I don't think the United States is going to collapse in the sense that the Collapsarian community talks and writes about.  For one thing, the emphasis is too much on Peak Oil.  I've written before that I think Peak Oil represents a kind of deus ex machina for anti-American wish fulfillment.  Some sensitive souls, such as James Kunstler, Dmitry Orlov and many others, are so appalled by the grisly ugliness of the American crapscape, with its chain everything and grotesque proliferation of hideous suburban grids, that they long for some way to predict confidently that it must fall of its own weight. That's where Peak Oil comes in: you posit that an economy runs on cheap energy, especially petroleum in the American economy, and this gives you a means of assuring everyone that it will all be over soon and an anodyne vision of Norman Rockwell's neighborhoods will materialize peacefully out of the formless void.

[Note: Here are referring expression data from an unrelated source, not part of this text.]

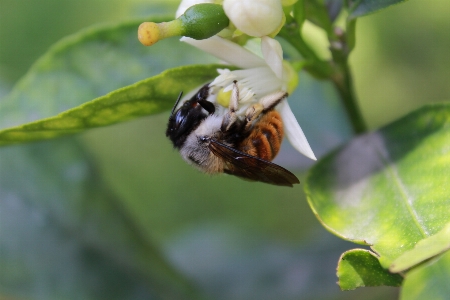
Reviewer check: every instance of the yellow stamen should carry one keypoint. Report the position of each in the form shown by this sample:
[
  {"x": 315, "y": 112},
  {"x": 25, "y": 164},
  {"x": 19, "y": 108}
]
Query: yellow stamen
[
  {"x": 223, "y": 98},
  {"x": 149, "y": 33}
]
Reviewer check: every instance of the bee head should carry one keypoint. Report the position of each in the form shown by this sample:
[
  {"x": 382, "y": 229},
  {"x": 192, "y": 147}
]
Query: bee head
[{"x": 188, "y": 117}]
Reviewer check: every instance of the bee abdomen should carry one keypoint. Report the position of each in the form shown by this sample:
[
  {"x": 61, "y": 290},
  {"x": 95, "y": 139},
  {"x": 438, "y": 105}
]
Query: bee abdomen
[{"x": 265, "y": 138}]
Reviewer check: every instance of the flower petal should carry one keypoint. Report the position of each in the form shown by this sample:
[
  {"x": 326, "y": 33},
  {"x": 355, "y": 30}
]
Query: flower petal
[
  {"x": 255, "y": 17},
  {"x": 293, "y": 131},
  {"x": 273, "y": 54},
  {"x": 230, "y": 52}
]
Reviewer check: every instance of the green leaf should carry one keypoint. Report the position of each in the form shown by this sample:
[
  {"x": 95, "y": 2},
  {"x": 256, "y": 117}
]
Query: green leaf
[
  {"x": 90, "y": 64},
  {"x": 360, "y": 267},
  {"x": 359, "y": 8},
  {"x": 66, "y": 236},
  {"x": 429, "y": 281},
  {"x": 426, "y": 248},
  {"x": 150, "y": 96},
  {"x": 317, "y": 13},
  {"x": 387, "y": 189}
]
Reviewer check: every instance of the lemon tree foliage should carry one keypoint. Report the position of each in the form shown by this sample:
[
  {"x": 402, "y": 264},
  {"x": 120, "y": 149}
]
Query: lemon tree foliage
[
  {"x": 146, "y": 97},
  {"x": 360, "y": 8},
  {"x": 360, "y": 267},
  {"x": 384, "y": 189}
]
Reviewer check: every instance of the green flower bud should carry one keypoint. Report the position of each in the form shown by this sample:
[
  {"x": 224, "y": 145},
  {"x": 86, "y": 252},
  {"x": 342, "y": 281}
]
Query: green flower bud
[{"x": 199, "y": 22}]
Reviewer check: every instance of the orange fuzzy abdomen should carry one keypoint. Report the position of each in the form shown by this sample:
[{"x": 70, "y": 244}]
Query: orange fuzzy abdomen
[{"x": 265, "y": 139}]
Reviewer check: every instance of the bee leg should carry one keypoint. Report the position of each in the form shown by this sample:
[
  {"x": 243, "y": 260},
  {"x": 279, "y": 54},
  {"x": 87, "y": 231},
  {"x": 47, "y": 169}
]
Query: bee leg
[{"x": 230, "y": 116}]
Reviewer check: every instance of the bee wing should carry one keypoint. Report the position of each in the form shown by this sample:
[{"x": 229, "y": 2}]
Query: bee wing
[{"x": 251, "y": 167}]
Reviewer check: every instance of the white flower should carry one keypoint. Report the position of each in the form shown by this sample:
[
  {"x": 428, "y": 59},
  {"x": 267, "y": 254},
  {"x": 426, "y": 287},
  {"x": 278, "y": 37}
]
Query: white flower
[
  {"x": 255, "y": 17},
  {"x": 259, "y": 77}
]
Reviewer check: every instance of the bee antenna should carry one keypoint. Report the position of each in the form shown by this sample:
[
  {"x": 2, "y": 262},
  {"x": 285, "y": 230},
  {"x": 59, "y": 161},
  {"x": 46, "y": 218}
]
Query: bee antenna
[{"x": 176, "y": 103}]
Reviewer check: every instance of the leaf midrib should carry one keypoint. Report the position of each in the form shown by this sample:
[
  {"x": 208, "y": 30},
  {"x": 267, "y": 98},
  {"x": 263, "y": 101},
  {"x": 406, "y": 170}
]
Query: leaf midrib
[{"x": 390, "y": 168}]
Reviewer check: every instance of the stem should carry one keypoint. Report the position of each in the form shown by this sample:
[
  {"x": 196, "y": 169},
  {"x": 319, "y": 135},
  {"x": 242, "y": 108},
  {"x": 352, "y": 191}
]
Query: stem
[
  {"x": 337, "y": 71},
  {"x": 342, "y": 80}
]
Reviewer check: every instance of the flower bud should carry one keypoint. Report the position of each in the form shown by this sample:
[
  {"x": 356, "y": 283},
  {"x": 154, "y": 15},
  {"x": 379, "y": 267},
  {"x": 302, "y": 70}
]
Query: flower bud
[
  {"x": 255, "y": 17},
  {"x": 199, "y": 22}
]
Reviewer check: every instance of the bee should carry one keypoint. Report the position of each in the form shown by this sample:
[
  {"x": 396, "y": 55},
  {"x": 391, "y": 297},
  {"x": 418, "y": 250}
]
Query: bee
[{"x": 243, "y": 147}]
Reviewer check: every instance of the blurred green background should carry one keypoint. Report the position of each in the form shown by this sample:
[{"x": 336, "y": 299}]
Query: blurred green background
[{"x": 240, "y": 240}]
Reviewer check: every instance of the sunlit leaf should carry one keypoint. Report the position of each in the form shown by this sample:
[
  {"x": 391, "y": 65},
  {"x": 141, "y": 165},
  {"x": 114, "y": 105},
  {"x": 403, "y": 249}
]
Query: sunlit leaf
[
  {"x": 90, "y": 64},
  {"x": 387, "y": 189},
  {"x": 360, "y": 8},
  {"x": 359, "y": 268},
  {"x": 150, "y": 96},
  {"x": 424, "y": 249}
]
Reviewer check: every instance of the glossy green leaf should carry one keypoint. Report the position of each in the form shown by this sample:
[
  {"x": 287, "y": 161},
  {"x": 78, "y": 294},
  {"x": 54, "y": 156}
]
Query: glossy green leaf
[
  {"x": 359, "y": 8},
  {"x": 423, "y": 250},
  {"x": 387, "y": 189},
  {"x": 90, "y": 64},
  {"x": 66, "y": 236},
  {"x": 430, "y": 281},
  {"x": 150, "y": 96},
  {"x": 359, "y": 268}
]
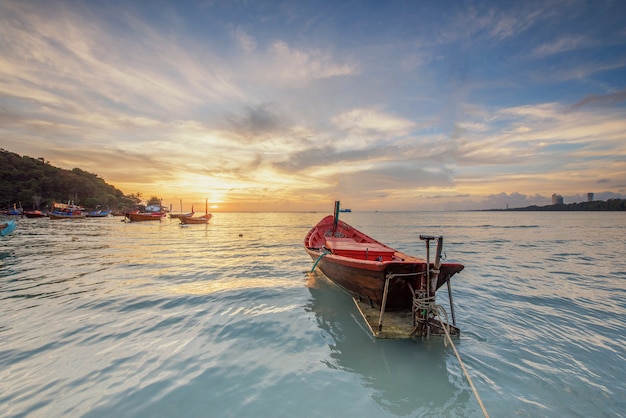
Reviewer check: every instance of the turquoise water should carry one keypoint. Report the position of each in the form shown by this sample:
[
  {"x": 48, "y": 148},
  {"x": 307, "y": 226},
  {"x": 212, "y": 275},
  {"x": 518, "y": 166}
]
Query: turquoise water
[{"x": 101, "y": 318}]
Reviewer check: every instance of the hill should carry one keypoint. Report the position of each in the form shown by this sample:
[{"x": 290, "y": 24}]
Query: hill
[
  {"x": 34, "y": 183},
  {"x": 599, "y": 205}
]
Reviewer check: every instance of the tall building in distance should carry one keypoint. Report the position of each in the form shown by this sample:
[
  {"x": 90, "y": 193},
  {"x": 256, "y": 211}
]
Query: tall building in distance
[{"x": 557, "y": 199}]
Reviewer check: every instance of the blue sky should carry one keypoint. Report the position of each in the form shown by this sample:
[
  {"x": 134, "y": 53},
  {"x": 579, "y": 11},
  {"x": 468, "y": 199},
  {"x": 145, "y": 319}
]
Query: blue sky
[{"x": 259, "y": 105}]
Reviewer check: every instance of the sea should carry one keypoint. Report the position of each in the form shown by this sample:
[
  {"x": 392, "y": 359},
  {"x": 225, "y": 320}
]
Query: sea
[{"x": 103, "y": 318}]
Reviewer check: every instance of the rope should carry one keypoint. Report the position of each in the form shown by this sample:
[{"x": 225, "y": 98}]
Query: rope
[
  {"x": 480, "y": 402},
  {"x": 428, "y": 305}
]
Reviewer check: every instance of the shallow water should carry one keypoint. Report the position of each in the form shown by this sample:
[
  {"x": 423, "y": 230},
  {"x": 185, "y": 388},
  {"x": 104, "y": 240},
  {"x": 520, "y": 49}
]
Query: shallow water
[{"x": 101, "y": 318}]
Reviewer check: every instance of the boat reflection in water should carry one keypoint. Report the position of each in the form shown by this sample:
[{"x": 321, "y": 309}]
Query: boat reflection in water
[{"x": 409, "y": 377}]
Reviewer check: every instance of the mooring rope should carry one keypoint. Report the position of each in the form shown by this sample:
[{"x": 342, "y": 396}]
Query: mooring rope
[
  {"x": 428, "y": 305},
  {"x": 318, "y": 260},
  {"x": 467, "y": 376}
]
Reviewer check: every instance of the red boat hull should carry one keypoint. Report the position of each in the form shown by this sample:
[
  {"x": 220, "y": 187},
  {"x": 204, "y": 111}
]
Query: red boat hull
[
  {"x": 361, "y": 265},
  {"x": 141, "y": 217},
  {"x": 190, "y": 220}
]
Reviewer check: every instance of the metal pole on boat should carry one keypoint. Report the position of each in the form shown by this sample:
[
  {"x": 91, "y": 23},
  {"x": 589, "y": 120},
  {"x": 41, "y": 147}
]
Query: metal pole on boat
[
  {"x": 450, "y": 299},
  {"x": 336, "y": 220},
  {"x": 383, "y": 305}
]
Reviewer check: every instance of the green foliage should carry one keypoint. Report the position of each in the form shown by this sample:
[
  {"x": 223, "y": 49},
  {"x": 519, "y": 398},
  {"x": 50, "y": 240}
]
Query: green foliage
[
  {"x": 36, "y": 184},
  {"x": 596, "y": 206}
]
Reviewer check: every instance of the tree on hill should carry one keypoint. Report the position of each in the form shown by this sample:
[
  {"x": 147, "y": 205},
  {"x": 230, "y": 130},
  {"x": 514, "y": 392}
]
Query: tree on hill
[{"x": 33, "y": 182}]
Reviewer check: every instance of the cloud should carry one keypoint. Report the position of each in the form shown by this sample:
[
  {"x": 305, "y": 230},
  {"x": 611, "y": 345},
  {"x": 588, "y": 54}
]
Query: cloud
[
  {"x": 601, "y": 100},
  {"x": 563, "y": 44}
]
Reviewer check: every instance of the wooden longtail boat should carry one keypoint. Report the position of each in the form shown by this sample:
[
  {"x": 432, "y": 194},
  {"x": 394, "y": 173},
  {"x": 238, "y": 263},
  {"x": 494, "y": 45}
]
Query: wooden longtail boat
[
  {"x": 99, "y": 214},
  {"x": 35, "y": 214},
  {"x": 144, "y": 216},
  {"x": 181, "y": 214},
  {"x": 7, "y": 227},
  {"x": 384, "y": 282},
  {"x": 67, "y": 215},
  {"x": 204, "y": 219}
]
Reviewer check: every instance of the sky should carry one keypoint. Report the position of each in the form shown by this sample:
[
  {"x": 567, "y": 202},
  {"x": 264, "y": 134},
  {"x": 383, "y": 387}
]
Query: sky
[{"x": 291, "y": 105}]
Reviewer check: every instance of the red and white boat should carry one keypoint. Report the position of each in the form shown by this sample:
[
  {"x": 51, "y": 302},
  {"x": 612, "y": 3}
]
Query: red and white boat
[
  {"x": 381, "y": 278},
  {"x": 137, "y": 216}
]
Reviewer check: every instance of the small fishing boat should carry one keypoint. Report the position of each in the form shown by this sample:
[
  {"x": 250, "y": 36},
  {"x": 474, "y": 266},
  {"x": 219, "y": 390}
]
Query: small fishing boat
[
  {"x": 386, "y": 284},
  {"x": 35, "y": 214},
  {"x": 181, "y": 214},
  {"x": 67, "y": 211},
  {"x": 144, "y": 216},
  {"x": 98, "y": 214},
  {"x": 67, "y": 215},
  {"x": 7, "y": 227},
  {"x": 204, "y": 219}
]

No, I don't think so.  The lower 90% of the American populace has no way to go but down, until it reaches a rough parity with the hard-working masses in Asia who, after all, have many of the same employers as the Americans.  The American multi-nationals are indifferent to the fate of their so-called "countrymen," indifferent to the environment (mountain top removal, fracking, pesticide and fertilizer flushes into the Gulf and oceans, plastic waste, soil erosion, CO2 emissions) and essentially react only when conditions become so dire that the American "platform" is threatened.  We're inflating bubbles again through money printing to retard this natural contraction, and when the bubbles pop (again), we'll have nother "crisis" which will in fact simply be another step-phase down after the gooey soap is cleaned up.  I think that's how we'll get there, in a ratchet fashion.  We will even adapt to oil high prices, as in fact Americans have done since the 2008 financial crisis began.  Americans drive 3% fewer miles now per year than they did 5 years ago, despite increases in population and the "recovery."  Gasoline usage is way down, as people shift to fuel-efficient cars and just leave the car keys on the table in the hallway.  `Or by the oil can fire under the bridge.

The dramatic immiseration of the American people (thanks, Rob Urie) since 2008 has made catastrophe prediction and doomsaying one of America's chief growth industries, and many, many writers and speakers have gotten in on the act.  But it's not especially lucrative.  Owning one of the Big Corporations is better for that, so the doomsayers drop out and flick it in.  It's always nice to go over to Mom's house.